The defendant is a debt collector that uses an automated dialing system to contact debtors. The plaintiffs in the case are two cell phone users who received collection calls from the defendant 18 and 29 times, respectively.
The plaintiffs were not actual debtors but had received the automated calls because their cell phone numbers had previously been held by debtors before being reassigned.
The plaintiffs filed a class action against the defendant under the TCPA. While the Act is best known for imposing liability for junk fax transmissions, the statute also prohibits the use of automated dialing systems to place cell phone calls to consumers who have not consented to their receipt.

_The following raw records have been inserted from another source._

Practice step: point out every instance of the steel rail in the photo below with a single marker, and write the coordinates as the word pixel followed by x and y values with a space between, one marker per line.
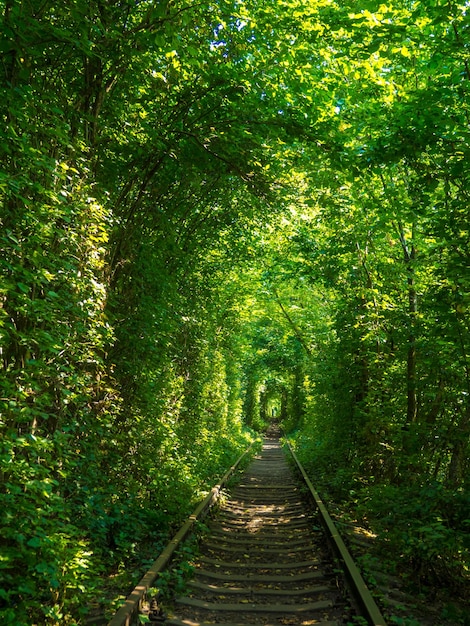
pixel 133 603
pixel 356 583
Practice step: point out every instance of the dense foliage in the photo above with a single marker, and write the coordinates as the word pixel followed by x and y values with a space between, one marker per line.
pixel 212 213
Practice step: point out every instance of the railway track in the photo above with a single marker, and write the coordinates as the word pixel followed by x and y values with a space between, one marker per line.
pixel 267 559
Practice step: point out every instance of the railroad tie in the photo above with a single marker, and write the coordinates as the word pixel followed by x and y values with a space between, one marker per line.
pixel 264 560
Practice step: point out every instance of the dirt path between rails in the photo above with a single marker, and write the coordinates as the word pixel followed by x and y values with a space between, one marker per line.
pixel 264 561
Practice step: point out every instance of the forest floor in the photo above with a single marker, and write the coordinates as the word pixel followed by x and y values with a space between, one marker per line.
pixel 405 599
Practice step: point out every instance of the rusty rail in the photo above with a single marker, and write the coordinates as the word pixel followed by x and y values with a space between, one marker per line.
pixel 132 605
pixel 356 583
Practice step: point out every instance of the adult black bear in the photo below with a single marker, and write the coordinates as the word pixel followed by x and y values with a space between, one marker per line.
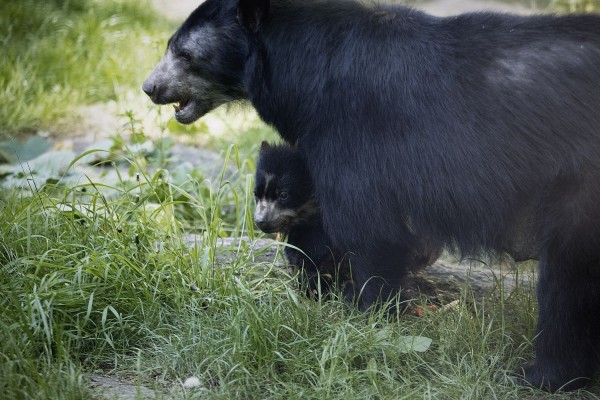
pixel 285 203
pixel 480 131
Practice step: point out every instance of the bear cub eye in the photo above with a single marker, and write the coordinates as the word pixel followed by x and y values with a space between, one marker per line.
pixel 185 55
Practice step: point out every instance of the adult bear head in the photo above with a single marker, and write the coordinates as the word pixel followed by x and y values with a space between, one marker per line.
pixel 203 65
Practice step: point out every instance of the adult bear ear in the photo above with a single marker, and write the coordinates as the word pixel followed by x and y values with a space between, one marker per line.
pixel 252 12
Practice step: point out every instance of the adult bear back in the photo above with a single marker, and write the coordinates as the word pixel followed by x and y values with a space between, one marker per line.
pixel 480 131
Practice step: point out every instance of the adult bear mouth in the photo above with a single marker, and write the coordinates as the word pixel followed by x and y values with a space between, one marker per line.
pixel 186 111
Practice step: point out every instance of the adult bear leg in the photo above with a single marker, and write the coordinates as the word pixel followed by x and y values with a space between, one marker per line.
pixel 567 343
pixel 378 271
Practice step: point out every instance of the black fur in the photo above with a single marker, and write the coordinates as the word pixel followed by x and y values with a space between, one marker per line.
pixel 481 131
pixel 282 170
pixel 283 181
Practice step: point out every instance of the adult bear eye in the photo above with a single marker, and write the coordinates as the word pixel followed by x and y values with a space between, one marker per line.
pixel 185 55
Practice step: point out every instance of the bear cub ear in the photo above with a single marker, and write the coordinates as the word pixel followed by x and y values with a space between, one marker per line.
pixel 252 12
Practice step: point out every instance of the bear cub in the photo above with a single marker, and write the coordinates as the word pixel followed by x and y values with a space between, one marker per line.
pixel 285 203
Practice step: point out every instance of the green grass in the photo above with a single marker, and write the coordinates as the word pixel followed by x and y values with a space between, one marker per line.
pixel 58 55
pixel 95 275
pixel 96 278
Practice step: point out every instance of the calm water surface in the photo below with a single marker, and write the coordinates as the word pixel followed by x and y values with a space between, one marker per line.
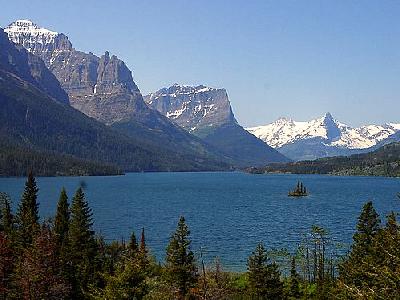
pixel 228 213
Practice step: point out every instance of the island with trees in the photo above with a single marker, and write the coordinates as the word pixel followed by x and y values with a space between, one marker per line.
pixel 299 191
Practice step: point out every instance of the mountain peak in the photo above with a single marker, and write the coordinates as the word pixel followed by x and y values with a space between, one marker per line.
pixel 27 27
pixel 193 107
pixel 36 39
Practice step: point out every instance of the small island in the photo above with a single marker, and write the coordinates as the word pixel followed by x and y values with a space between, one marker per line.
pixel 299 191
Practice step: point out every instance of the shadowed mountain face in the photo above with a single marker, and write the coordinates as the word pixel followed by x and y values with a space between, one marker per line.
pixel 34 122
pixel 30 68
pixel 323 137
pixel 207 113
pixel 103 88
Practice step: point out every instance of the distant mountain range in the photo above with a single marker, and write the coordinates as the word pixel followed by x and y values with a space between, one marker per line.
pixel 206 112
pixel 323 137
pixel 45 81
pixel 37 121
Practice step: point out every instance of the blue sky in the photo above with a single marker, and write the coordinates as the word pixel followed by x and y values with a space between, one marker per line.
pixel 298 59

The defendant argued that it had no liability under the Act because the consent given by the original holders of the cell phone numbers carried over when those numbers were reassigned to the plaintiffs.
The court disagreed, explaining “there can’t be any long-term consent to call a given cell number, because no one … has a property right in a phone number. Consent to call a given number must come from its current subscriber. [The defendant] implicitly acknowledges this by saying that the current subscriber can rescind any earlier consent to call cell number. But this really means that customer’s authority to give consent, and thus any consent previously given, lapses when cell number is reassigned.”
U.S. Court of Appeals, 7th Circuit. Soppet v. Enhanced Recovery Co., No. 11-3819.